Paul, throughout the letter, talks about faith and grace over the law. I have been in many conversations in which people feel this is nitpicking. But working at getting our doctrine correct is important. But we must not elevate doctrine over love. And we must not elevate love over doctrine. The smallest point of doctrine is of great importance. So, we must not allow even a little leaven to enter. But we may overlook the errors of life. We sin every day and not little sins, even the saints sin. We must base our faith on the Scripture not how we live or how we think things should be.

Today there is an aversion to doctrine. The cry is, “Christ unities but doctrine divides.” But doctrine is what we know about Christ. It is how we know we are saved. It is knowing. Paul pointed out he was persecuted for preaching correct doctrine. He was not persecuted for letting it slide. So we too should stand firm on the scripture regardless of the consequences. We will even suffer wrath from those inside the church. As Christ said, in Matthew 5:11-12,

“Blessed are you when others revile you and persecute you and utter all kinds of evil against you falsely on my account. Rejoice and be glad, for your reward is great in heaven, for so they persecuted the prophets who were before you.”

Matthew 5:11-12

We must not fall short of this joy. Peace is not worth the price of betraying our Lord.

Christians are to rejoice when we hear the teaching of love. Non-Christians hear liberty and immediately infer, that if they are free to do as they like. “If salvation is not a matter of doing, why should I do anything for the poor or anyone else?” They turn the liberty of the spirit into sin. They use their lives and possessions for their pleasure. If they do not help the poor, if they cheat in business, they are not free, no matter how much they think they are. They are simply slaves of the devil.

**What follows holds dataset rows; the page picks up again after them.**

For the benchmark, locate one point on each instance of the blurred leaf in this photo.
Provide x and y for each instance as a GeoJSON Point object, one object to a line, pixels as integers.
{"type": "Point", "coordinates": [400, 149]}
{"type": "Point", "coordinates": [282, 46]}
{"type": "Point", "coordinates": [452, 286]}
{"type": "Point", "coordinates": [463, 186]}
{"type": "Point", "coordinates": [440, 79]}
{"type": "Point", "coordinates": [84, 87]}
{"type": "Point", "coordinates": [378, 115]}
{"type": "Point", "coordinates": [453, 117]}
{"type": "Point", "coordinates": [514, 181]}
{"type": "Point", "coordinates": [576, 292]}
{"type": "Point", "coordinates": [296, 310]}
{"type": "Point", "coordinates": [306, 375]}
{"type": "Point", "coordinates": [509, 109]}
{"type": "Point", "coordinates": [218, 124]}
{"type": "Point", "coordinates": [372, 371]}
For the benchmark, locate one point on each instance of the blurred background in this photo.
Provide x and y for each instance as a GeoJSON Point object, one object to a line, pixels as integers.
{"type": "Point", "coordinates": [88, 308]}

Paul exhorts us to practice good works. After we embrace the pure doctrine of faith we still need to practice good works. This is not for our salvation. Rather it is because of it.

Faith comes first. Without faith, it is impossible to know what pleases God. As the writer to the Hebrew said,

“And without faith it is impossible to please him, for whoever would draw near to God must believe that he exists and that he rewards those who seek him.”

Hebrews 11:6

It is not easy to teach grace without work, and still require works. We must teach the doctrine of grace and good works. But we must teach them in such a manner that both doctrines stay within their God-given arenas. If we only teach works, we lose faith. If we only teach faith people will come to think that good works are superfluous.